Manager Ann Livingston said addicts were using it as a place to meet and
fix within weeks of it opening at 356 Powell Street. At one point, there
were even posters throughout the Downtown Eastside, advertising the space
as a "safe-fixing site."

As many as 200 addicts a night would inject heroin and cocaine in a small,
squalid room at the back of a former store equipped with a TV, clean
needles and a phone for calling 911 in the event of an overdose.

Livingston said the society allowed addicts to run The Back Alley and it
was only when it became "an embarrassment to the government" that funding
was cut.

Inspector Gary Greer of the Vancouver police said the department initially
did not act against blatant drug use at The Back Alley and that officers
would often send addicts on the street to the centre.
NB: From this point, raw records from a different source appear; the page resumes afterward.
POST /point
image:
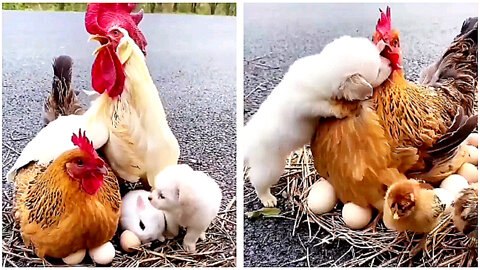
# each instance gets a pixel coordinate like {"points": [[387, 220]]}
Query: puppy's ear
{"points": [[177, 193], [356, 87], [140, 204]]}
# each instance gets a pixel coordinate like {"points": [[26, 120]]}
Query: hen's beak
{"points": [[102, 39]]}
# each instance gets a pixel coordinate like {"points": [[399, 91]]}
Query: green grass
{"points": [[225, 9]]}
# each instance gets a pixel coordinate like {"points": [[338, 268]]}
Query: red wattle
{"points": [[107, 73]]}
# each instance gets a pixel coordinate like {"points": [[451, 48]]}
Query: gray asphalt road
{"points": [[191, 60], [275, 36]]}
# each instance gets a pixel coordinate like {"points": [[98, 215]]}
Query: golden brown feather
{"points": [[465, 212], [405, 129], [56, 217], [412, 206]]}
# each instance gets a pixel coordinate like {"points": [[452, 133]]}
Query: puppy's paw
{"points": [[169, 235], [190, 247], [268, 200]]}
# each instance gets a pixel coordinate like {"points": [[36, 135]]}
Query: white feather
{"points": [[141, 143], [55, 139]]}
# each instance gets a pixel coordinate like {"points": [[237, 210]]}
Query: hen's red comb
{"points": [[100, 17], [83, 143], [384, 24]]}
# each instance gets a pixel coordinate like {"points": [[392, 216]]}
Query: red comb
{"points": [[100, 17], [83, 143], [384, 24]]}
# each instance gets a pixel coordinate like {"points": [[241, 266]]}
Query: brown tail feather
{"points": [[456, 73], [62, 99]]}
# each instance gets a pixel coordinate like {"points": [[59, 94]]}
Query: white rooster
{"points": [[140, 143], [127, 119]]}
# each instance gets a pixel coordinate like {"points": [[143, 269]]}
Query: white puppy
{"points": [[189, 199], [348, 68]]}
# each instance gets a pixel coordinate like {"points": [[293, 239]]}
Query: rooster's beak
{"points": [[103, 170], [102, 39]]}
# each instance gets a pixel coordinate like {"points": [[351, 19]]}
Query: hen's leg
{"points": [[263, 174]]}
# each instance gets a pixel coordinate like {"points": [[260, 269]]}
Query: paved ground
{"points": [[191, 60], [275, 36]]}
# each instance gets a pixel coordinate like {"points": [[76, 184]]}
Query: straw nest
{"points": [[374, 245], [218, 250]]}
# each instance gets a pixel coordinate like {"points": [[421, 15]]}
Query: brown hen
{"points": [[72, 204], [406, 130]]}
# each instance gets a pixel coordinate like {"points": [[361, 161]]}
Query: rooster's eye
{"points": [[395, 42]]}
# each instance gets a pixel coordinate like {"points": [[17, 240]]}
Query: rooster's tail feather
{"points": [[62, 99]]}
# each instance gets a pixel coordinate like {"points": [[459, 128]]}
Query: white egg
{"points": [[454, 184], [473, 139], [469, 171], [356, 217], [472, 155], [321, 198], [128, 241], [76, 257], [103, 254], [445, 196]]}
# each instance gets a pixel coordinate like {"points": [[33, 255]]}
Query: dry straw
{"points": [[375, 245]]}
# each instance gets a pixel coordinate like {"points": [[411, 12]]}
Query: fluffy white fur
{"points": [[141, 218], [140, 143], [347, 68], [189, 198]]}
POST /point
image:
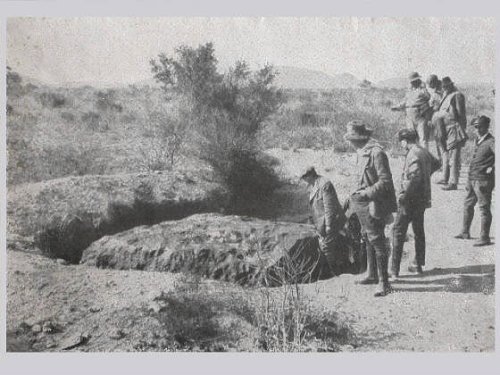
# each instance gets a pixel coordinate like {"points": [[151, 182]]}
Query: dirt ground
{"points": [[53, 306]]}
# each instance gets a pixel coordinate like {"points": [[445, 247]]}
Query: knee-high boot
{"points": [[372, 277], [383, 286]]}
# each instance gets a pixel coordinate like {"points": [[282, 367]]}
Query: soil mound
{"points": [[232, 248], [66, 215]]}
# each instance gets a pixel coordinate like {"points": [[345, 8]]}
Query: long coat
{"points": [[419, 165], [325, 206], [451, 119], [375, 178]]}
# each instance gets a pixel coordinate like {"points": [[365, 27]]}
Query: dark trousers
{"points": [[376, 247], [405, 216], [478, 192]]}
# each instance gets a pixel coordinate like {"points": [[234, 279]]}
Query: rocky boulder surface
{"points": [[66, 215], [232, 248]]}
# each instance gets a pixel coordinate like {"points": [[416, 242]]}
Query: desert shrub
{"points": [[52, 99], [94, 121], [68, 116], [106, 101], [227, 111]]}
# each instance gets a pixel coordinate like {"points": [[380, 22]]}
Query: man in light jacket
{"points": [[373, 201], [414, 198], [451, 120], [418, 110]]}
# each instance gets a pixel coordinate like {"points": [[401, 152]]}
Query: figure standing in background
{"points": [[451, 122], [418, 110], [413, 199]]}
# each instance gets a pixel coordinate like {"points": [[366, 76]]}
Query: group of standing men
{"points": [[438, 114]]}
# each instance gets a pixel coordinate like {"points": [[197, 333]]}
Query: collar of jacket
{"points": [[314, 189], [367, 149], [482, 139]]}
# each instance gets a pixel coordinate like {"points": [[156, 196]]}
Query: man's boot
{"points": [[484, 239], [467, 221], [383, 286], [446, 175], [450, 187], [371, 277]]}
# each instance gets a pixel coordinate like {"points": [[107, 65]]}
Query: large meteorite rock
{"points": [[238, 249]]}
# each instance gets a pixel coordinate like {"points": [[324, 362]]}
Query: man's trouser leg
{"points": [[371, 261], [469, 203], [454, 157], [446, 164], [483, 190], [417, 223], [374, 229], [400, 227], [327, 247]]}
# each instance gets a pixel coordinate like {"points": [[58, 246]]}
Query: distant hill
{"points": [[396, 82], [298, 78]]}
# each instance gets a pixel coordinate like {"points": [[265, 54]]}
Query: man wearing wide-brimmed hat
{"points": [[413, 199], [328, 216], [452, 122], [418, 110], [373, 201], [481, 181]]}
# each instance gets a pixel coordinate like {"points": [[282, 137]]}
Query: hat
{"points": [[308, 172], [414, 76], [481, 120], [447, 82], [409, 135], [432, 80], [357, 131]]}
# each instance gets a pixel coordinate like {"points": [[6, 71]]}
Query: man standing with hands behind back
{"points": [[374, 201], [481, 182]]}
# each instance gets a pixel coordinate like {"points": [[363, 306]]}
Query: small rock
{"points": [[37, 328], [75, 340], [50, 344], [117, 334], [48, 327]]}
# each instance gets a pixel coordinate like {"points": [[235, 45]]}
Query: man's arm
{"points": [[412, 184], [329, 202], [381, 164], [460, 107]]}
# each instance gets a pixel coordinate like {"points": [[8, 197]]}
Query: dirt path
{"points": [[449, 308]]}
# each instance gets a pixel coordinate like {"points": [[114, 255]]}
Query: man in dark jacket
{"points": [[414, 198], [481, 182], [451, 120], [373, 201], [327, 214]]}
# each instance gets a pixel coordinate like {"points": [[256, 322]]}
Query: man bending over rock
{"points": [[327, 214]]}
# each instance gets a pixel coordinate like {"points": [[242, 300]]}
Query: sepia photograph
{"points": [[250, 184]]}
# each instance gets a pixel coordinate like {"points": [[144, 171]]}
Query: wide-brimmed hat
{"points": [[414, 76], [409, 135], [432, 80], [308, 172], [357, 131], [481, 120], [446, 82]]}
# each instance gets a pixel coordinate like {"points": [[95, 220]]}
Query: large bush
{"points": [[226, 111]]}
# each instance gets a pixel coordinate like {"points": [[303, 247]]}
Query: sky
{"points": [[118, 50]]}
But, he said, police finally cracked down after learning, from various
sources, that people were being coerced into using drugs and that blatant
trafficking was going on there.

"The neighbourhood was an absolute disaster. People found needles with
blood. People were freaking out on drugs. There were assaults and people
shooting up in doorways."

The Empowerment Society was a group of addicts supported by the Downtown
Eastside Youth Activities Society (DEYAS). The addicts were unable to
directly access provincial funds because their society lacked the necessary
legal standing, so DEYAS -- a reputable, non-profit agency with an annual
budget of $2.8 million -- was used as a conduit for accessing grants.

"The community felt let down -- that we'd been led down the garden path,"
said John Turvey, of DEYAS, referring to the drug use that eventually
dominated the facility's activities.

Turvey said the programs they were supposed to be running at The Back Alley
never materialized. Wherever addicts congregate, he said, there will be
drug activity, but it was never meant to overshadow the project's goals.

After the group had received several months of government funding,
injection cubicles appeared and that -- in addition to the group's
bookkeeping irregularities -- spurred DEYAS to withdraw funding.

Although Turvey signed the contract for the grant, he said what happened at
The Back Alley was the responsibility of those who ran the Empowerment
Society.

On Wednesday, a government spokesperson said Victoria stopped funding in
October 1996, after widespread community criticism of what was originally
intended to be a drop-in centre providing counselling, job training and
medical assistance -- a proposal the government initially supported because
it had the backing of DEYAS.

Bud Osborn, of the Vancouver/Richmond health board and a former board
member of DEYAS, said funding continued after everyone knew it was not a
drop-in centre. But in spite of the problems precipitated by The Back
Alley, a health board panel led by Osborn is pursuing a plan to open four
such injection sites in the Downtown Eastside.

"[The Back Alley] was a bit squalid," Osborn, a former addict, admitted.
"But it saved lives."

And with 272 deaths in B.C. so far this year from overdoses of heroin or
cocaine -- a 30-per-cent increase over the same period last year -- he says
an experiment in safe fixing sites that could improve on The Back Alley
model is desperately needed.

On Friday, Osborn will be in Ottawa to lobby officials from the federal
health minister's office for support of the health board's plan to open
four similar injection sites in the Downtown Eastside.